O negacionismo de nossa formação no tocante às questões raciais se manifesta de variados modos. Se não, vejamos. Algumas pessoas tentam livrar a cara de intelectuais e personalidades do passado (Monteiro Lobato foi um deles), fervorosos defensores da eugenia, por exemplo. Os seguidores-criadores das fanpages desses figurões brancos argumentam que eles eram apenas fruto de uma época onde essa ideia era aceita ou generalizada sem mais. Com isso tentam dar uma dimensão antes culposa do que dolosa às suas intervenções. Mas se levássemos a sério a defesa acima, então alguém poderia afirmar o seguinte: “Ah, sim, de fato, tanto é verdade que todos os negros africanos do período colonial cruzaram voluntariamente o atlântico para viver uma vida de escravo ao pé do sinhozinho mais próximo, pois estavam bem informados acerca do conhecimento e das ideias de seu tempo e, naturalmente, aceitavam-nas”. Reductio ad absurdum I.
Meu caro interlocutor, meu desigual, o lance é o seguinte, não se trata apenas de denunciar (ou de reivindicar) quem começou primeiro isto ou aquilo, não é bem isso.
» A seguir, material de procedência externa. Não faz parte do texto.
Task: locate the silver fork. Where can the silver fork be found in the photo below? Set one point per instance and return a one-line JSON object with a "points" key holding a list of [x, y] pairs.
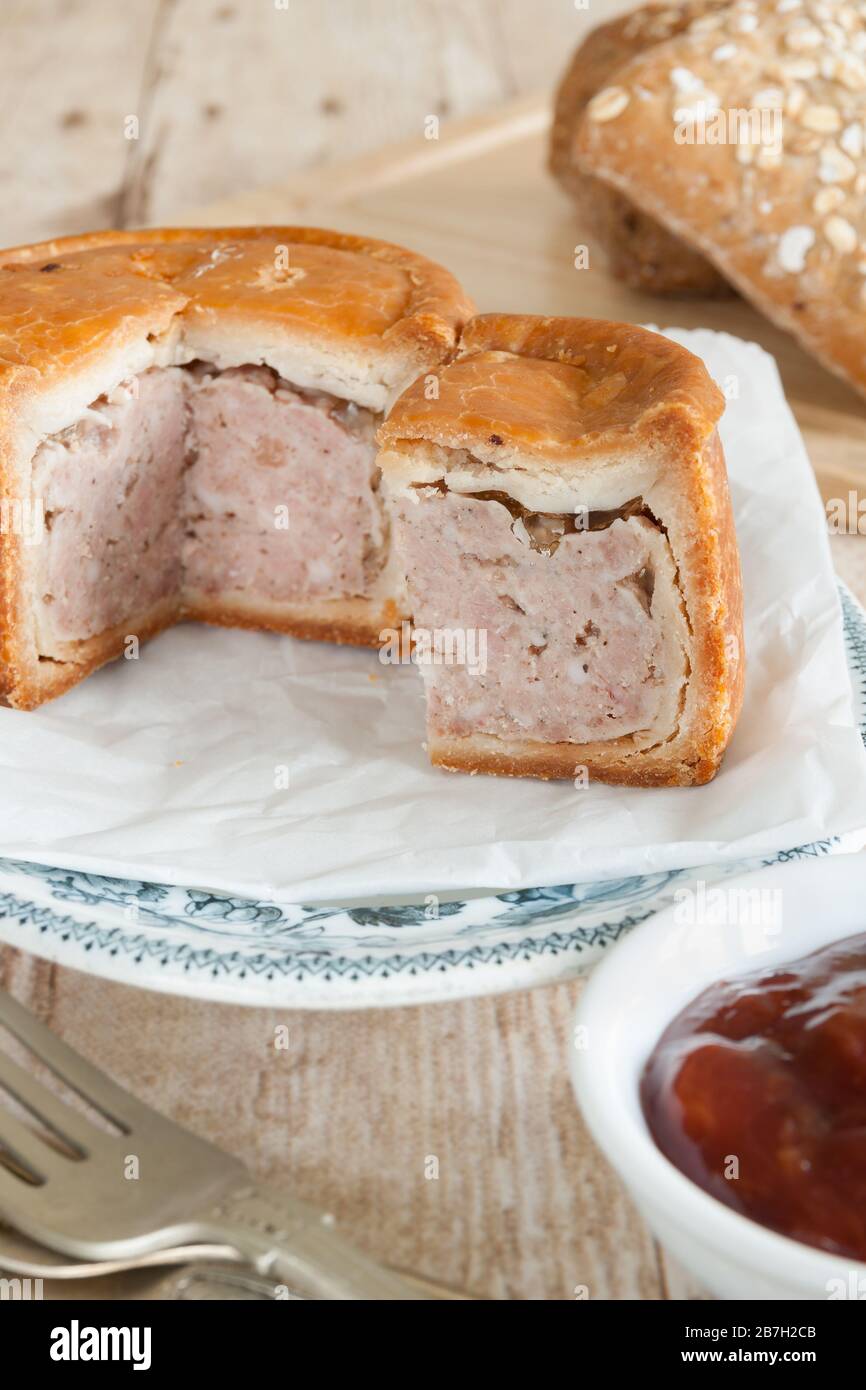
{"points": [[74, 1193]]}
Esta sequência de considerações surgiu de uma irritação recorrente (para mim, evidentemente) relativa à facilidade com que ficamos “sensibilizados” com umas coisas e não com outras. Por exemplo, fico aturdido com as estatísticas sobre as mortes violentas de jovens negros e, além disso, com os números sobre as mortes de mulheres negras, pois enfrentamos um genocídio “silencioso”.
Acontece o mesmo também com relação à violência contra as mulheres e os estupros – a reiteração do feminicídio –, você bem sabe, eu não preciso ir muito longe, pois não quero parecer nem demagogo nem sentimental, já que a situação toda é horrorosa. E junto com minha sensação de fraqueza ainda tenho que acompanhar a comoção de um monte de gente com acontecimentos e eventos (p.ex., a falência de uma editora chique) que, quando comparados ao quadro mencionado acima não passam de frivolidades.

Segundo

Sobre o suposto racismo reverso: consta que muitos não negros se sentem ofendidos quando são chamados de “branquelos”, portanto, replicam que quem eventualmente assim se refere a eles estaria sendo racista. Sabe o que eu acho? Assim, ó: lembro-me de que, não faz muito tempo, era comum (ou ainda é) alguém advertir “vê se não faz coisa de negro”, querendo significar singelamente com isso “vê se não faz merda”. Mas, eu me pergunto, se a expressão “fazer coisa de branco” (ou “coisa de branquelo”), por alguma inexplicável razão, caísse no gosto do vulgo, que tipo de acepções ela comportaria?
Uma coisa é a ocasional referência discriminatória, essencialmente reativa (mas que serve de argumento ao raciocínio tolo de quem reivindica, por exemplo, um “dia da consciência branca”); outra coisa é a sistemática referência discriminatória (principalmente contra quem é negro) a ponto de se tornar estrutural e estruturante de determinada cultura ou identidade nacional. É risível e, em certa medida, até revoltante assistir a um branco bater no peito se dizendo discriminado “simplesmente por ser não negro” ou porque seria refém do “politicamente correto”; prova de reductio ad absurdum II relativamente à inveja.
Uma vez vi e ouvi em entrevista de tv uma pergunta formulada pelo geógrafo Milton Santos que me parece apropriada para tudo isso, e era mais ou menos assim: “a questão é saber que futuro o Brasil quer para a sua população negra?”. Embora eu acredite que não há um “problema do negro”, mas sim um “problema do branco” (os privilégios e o patrimonialismo da branquitude institucionalizada), os problemas fundamentais do Brasil estão sempre sendo negados ou deixados para depois.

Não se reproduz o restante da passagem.